Si doux et si mauvais à la fois



Mars 2020, nous entamons le 1er confinement. Du jamais vu pour nous tous. Nos habitudes sont chamboulées, certains se retrouvent sans emploi et ceux qui en ont la possibilité ont commencé le télétravail. Ce qui fut mon cas.

Dès le mois d’avril, je commence à entendre de nombreuses personnes autour de moi se plaindre d’une prise de poids. Sans doute due aux grignotages à la maison devant l’ordinateur.



Et moi, je constate que je n’ai pas pris un gramme. Je m’en suis réjouie évidemment.

Les mois se succèdent, les coups durs me tombent dessus, et je ne prends toujours pas de poids. Que du contraire. Le mois d’août affiche moins 3 sur la balance, septembre moins 4, octobre moins 5… et ainsi de suite. Fin décembre, j’avais perdu 7 kilos et je pesais moins qu’à 15 ans.

Ceux qui me connaissent savent que je suis petite et pas très épaisse à la base.
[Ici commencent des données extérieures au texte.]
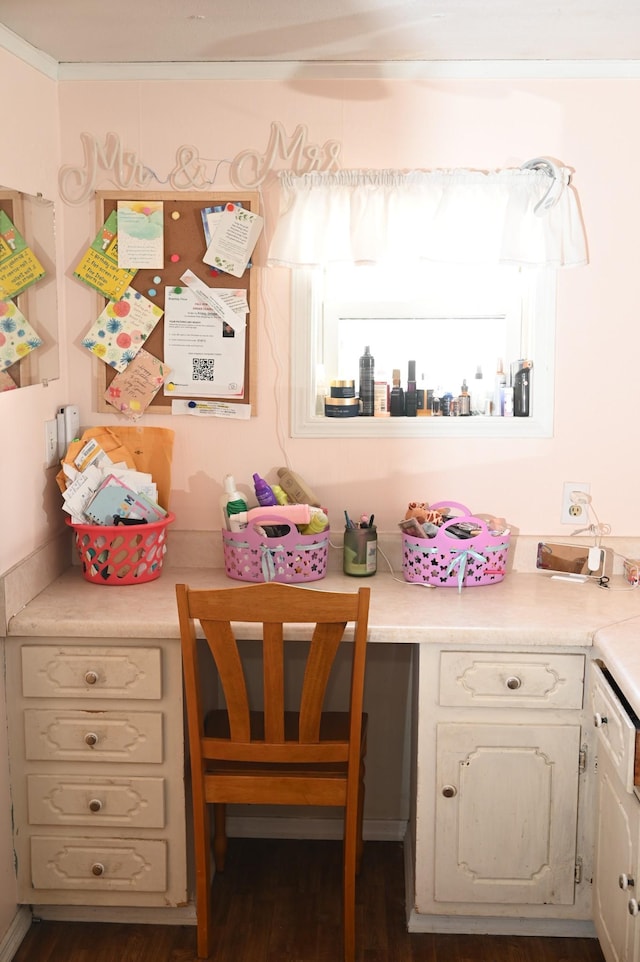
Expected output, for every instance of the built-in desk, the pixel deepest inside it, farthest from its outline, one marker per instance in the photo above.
(479, 742)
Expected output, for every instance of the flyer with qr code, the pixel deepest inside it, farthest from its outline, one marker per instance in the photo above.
(206, 356)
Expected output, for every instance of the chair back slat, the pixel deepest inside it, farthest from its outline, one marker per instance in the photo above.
(322, 653)
(273, 682)
(224, 648)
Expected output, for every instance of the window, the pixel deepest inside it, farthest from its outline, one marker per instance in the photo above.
(450, 320)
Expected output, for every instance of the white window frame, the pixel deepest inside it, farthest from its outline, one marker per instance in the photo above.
(538, 323)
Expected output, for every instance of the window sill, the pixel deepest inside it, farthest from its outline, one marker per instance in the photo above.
(422, 427)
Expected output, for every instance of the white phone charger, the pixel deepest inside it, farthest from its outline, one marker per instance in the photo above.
(594, 559)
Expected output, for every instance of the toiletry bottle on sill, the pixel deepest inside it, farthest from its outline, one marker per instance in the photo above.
(235, 506)
(397, 396)
(499, 385)
(366, 370)
(264, 494)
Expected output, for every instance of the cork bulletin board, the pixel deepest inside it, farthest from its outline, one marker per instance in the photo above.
(184, 248)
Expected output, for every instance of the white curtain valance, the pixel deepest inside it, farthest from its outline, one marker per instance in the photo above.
(525, 216)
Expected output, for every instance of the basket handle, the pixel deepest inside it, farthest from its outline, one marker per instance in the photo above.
(452, 504)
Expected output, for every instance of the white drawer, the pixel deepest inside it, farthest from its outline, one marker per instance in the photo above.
(616, 731)
(51, 671)
(94, 736)
(96, 801)
(484, 679)
(99, 865)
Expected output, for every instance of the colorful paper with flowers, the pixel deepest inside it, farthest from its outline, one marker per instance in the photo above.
(99, 266)
(19, 266)
(17, 337)
(122, 328)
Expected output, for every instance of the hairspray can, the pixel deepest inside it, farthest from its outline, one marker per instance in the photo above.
(521, 381)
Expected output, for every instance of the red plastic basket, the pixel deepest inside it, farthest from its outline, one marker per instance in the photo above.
(121, 554)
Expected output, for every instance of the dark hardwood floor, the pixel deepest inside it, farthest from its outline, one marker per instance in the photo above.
(280, 901)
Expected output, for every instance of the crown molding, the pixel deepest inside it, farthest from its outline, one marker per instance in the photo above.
(30, 55)
(355, 70)
(322, 69)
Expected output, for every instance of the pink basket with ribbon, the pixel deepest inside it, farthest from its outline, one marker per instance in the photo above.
(445, 561)
(291, 558)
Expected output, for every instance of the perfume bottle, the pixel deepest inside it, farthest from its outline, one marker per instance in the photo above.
(397, 396)
(367, 367)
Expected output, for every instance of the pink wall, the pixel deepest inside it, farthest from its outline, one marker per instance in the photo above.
(482, 123)
(28, 162)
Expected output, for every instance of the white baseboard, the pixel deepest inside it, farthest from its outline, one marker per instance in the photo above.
(131, 914)
(473, 925)
(15, 933)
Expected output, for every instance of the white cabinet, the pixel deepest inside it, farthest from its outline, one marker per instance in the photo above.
(97, 771)
(500, 829)
(506, 813)
(616, 878)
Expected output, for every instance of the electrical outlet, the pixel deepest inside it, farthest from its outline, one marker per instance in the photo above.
(573, 512)
(50, 443)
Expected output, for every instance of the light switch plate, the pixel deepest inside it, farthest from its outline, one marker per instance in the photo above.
(51, 443)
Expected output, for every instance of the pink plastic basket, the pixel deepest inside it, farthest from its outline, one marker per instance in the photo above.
(447, 562)
(250, 556)
(121, 554)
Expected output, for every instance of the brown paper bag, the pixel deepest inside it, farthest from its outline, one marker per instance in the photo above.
(141, 448)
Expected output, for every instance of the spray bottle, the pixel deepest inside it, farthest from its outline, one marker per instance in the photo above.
(264, 492)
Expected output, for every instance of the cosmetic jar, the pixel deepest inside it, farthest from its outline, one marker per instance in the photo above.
(341, 407)
(343, 388)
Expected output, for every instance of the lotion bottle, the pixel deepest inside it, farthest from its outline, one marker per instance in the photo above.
(264, 492)
(235, 506)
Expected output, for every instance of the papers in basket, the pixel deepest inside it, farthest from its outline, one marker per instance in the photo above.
(98, 490)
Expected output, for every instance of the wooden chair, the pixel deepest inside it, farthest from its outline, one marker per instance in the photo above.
(267, 754)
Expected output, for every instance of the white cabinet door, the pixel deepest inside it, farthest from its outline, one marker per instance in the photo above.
(506, 813)
(616, 885)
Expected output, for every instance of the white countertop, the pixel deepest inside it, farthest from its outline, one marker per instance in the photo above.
(619, 647)
(524, 609)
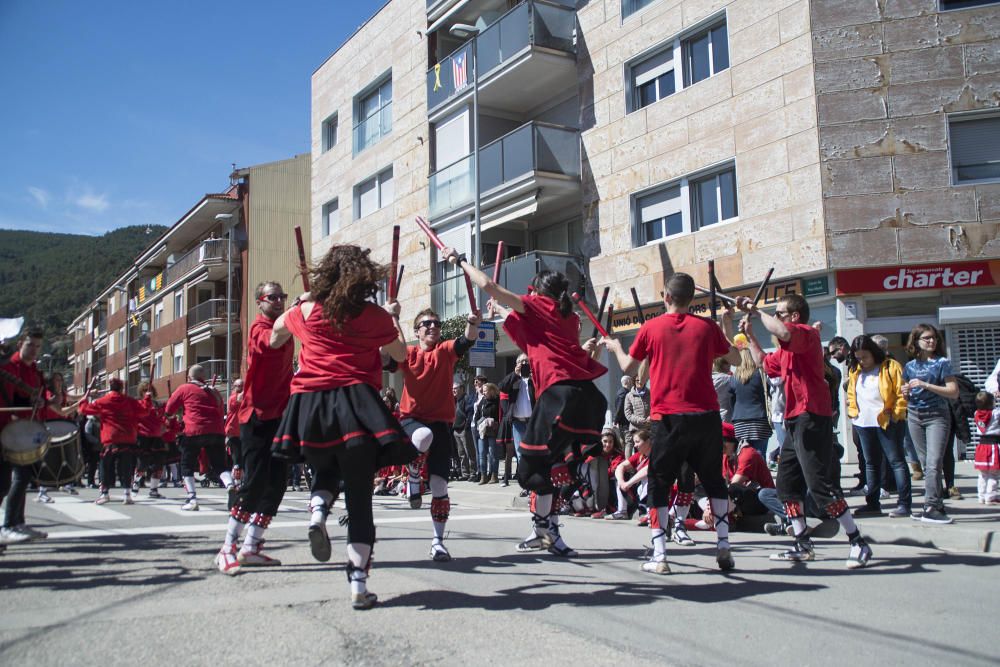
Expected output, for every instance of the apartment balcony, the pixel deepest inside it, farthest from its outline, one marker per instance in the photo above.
(209, 318)
(450, 298)
(534, 169)
(527, 55)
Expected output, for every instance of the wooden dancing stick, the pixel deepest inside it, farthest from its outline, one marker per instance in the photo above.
(393, 284)
(496, 265)
(303, 269)
(586, 311)
(638, 308)
(600, 309)
(763, 286)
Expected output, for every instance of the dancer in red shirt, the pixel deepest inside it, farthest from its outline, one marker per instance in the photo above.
(203, 428)
(428, 410)
(684, 409)
(565, 424)
(335, 414)
(258, 413)
(119, 415)
(807, 453)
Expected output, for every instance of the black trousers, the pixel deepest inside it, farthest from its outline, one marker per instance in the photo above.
(117, 460)
(215, 447)
(355, 466)
(807, 461)
(263, 484)
(695, 439)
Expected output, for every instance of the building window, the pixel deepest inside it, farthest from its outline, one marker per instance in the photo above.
(179, 358)
(975, 147)
(329, 133)
(685, 206)
(965, 4)
(373, 194)
(630, 7)
(373, 113)
(682, 62)
(330, 211)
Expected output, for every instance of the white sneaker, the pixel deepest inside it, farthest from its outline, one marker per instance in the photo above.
(13, 536)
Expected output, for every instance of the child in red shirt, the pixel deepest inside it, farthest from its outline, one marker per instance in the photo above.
(565, 424)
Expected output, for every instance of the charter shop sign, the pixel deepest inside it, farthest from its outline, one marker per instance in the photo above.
(925, 276)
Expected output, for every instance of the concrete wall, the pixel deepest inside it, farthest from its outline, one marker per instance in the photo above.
(887, 73)
(389, 40)
(761, 111)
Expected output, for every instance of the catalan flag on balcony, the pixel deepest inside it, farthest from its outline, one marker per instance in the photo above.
(459, 70)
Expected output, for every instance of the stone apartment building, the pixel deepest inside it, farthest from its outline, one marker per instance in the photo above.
(852, 145)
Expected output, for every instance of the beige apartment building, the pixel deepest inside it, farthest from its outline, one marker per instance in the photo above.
(852, 145)
(188, 297)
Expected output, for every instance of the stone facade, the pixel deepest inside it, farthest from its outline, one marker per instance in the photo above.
(887, 74)
(760, 112)
(390, 40)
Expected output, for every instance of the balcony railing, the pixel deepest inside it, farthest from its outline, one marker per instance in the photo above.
(452, 186)
(210, 251)
(449, 297)
(214, 309)
(531, 23)
(138, 345)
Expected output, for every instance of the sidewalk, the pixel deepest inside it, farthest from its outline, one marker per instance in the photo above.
(976, 528)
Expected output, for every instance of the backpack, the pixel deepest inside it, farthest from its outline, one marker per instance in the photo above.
(966, 401)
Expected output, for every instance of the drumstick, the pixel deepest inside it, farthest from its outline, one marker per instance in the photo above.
(600, 308)
(638, 307)
(496, 265)
(763, 286)
(586, 311)
(393, 286)
(303, 269)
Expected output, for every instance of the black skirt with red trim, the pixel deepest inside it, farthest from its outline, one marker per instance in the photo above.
(566, 421)
(351, 416)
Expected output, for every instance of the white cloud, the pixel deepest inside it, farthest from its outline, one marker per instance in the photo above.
(92, 202)
(40, 195)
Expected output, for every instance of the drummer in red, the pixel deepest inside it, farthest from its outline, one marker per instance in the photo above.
(119, 415)
(20, 386)
(203, 428)
(258, 413)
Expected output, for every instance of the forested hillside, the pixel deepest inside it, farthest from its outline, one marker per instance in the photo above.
(50, 278)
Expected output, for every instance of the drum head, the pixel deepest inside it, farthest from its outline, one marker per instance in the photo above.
(62, 430)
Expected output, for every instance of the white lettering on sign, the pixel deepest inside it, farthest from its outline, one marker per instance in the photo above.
(931, 278)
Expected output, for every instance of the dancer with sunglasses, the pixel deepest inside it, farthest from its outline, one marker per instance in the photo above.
(334, 413)
(266, 388)
(428, 410)
(565, 425)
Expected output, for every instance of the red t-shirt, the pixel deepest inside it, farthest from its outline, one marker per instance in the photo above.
(151, 425)
(332, 358)
(119, 415)
(750, 464)
(202, 407)
(799, 361)
(269, 374)
(427, 380)
(681, 349)
(14, 396)
(552, 343)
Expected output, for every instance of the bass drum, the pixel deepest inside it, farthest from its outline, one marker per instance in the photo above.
(24, 442)
(63, 462)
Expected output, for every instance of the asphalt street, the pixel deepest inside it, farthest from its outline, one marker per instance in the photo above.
(137, 585)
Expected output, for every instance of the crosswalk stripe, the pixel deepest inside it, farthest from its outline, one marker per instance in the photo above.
(221, 526)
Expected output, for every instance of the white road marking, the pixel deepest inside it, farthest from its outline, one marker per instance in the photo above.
(221, 526)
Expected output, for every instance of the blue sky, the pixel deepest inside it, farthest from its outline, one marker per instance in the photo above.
(122, 112)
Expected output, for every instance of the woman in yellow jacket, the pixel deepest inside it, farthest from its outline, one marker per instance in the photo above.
(877, 408)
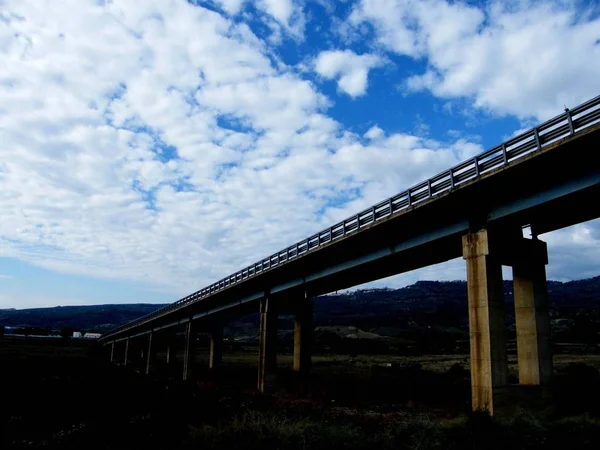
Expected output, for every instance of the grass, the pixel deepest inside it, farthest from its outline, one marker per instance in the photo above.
(64, 395)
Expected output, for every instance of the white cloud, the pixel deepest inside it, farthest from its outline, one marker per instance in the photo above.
(231, 6)
(521, 58)
(161, 143)
(374, 133)
(349, 69)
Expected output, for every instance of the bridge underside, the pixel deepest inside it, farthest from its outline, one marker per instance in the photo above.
(480, 220)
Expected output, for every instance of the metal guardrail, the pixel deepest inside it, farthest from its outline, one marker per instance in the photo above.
(559, 127)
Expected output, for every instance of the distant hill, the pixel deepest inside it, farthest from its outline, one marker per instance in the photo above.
(99, 318)
(424, 307)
Cette perte de poids est donc assez importante.

Sans régime et sans sport, ce n’est pas normal… Je décide donc de faire un bilan sanguin.

Diagnostic sans appel : je suis diabétique. Nous étions le mercredi 20 janvier 2021. Coup dur… Je m’effondre. Pas que ce soit une surprise. Après deux diabètes gestationnels et des antécédents familiaux, je savais que ça arriverait. Mais honnêtement je pensais que je serais pensionnée et que je n’aurais rien d’autre à faire de mes journées que de me soigner. C’est environ 25 ans plus tôt que ce que j’imaginais…


Ce mercredi-là, je pleure un bon coup et je me reprends très vite. Il faut agir. Et puis cela faisait des mois que je me disais que je devais prendre soin de moi, avoir une meilleure hygiène de vie. Là je n’avais plus le choix. J’ai donc pris ça comme une bénédiction : la vie m’offrait la possibilité d’enfin poursuivre mon objectif de vie saine. J’avais droit à une deuxième chance !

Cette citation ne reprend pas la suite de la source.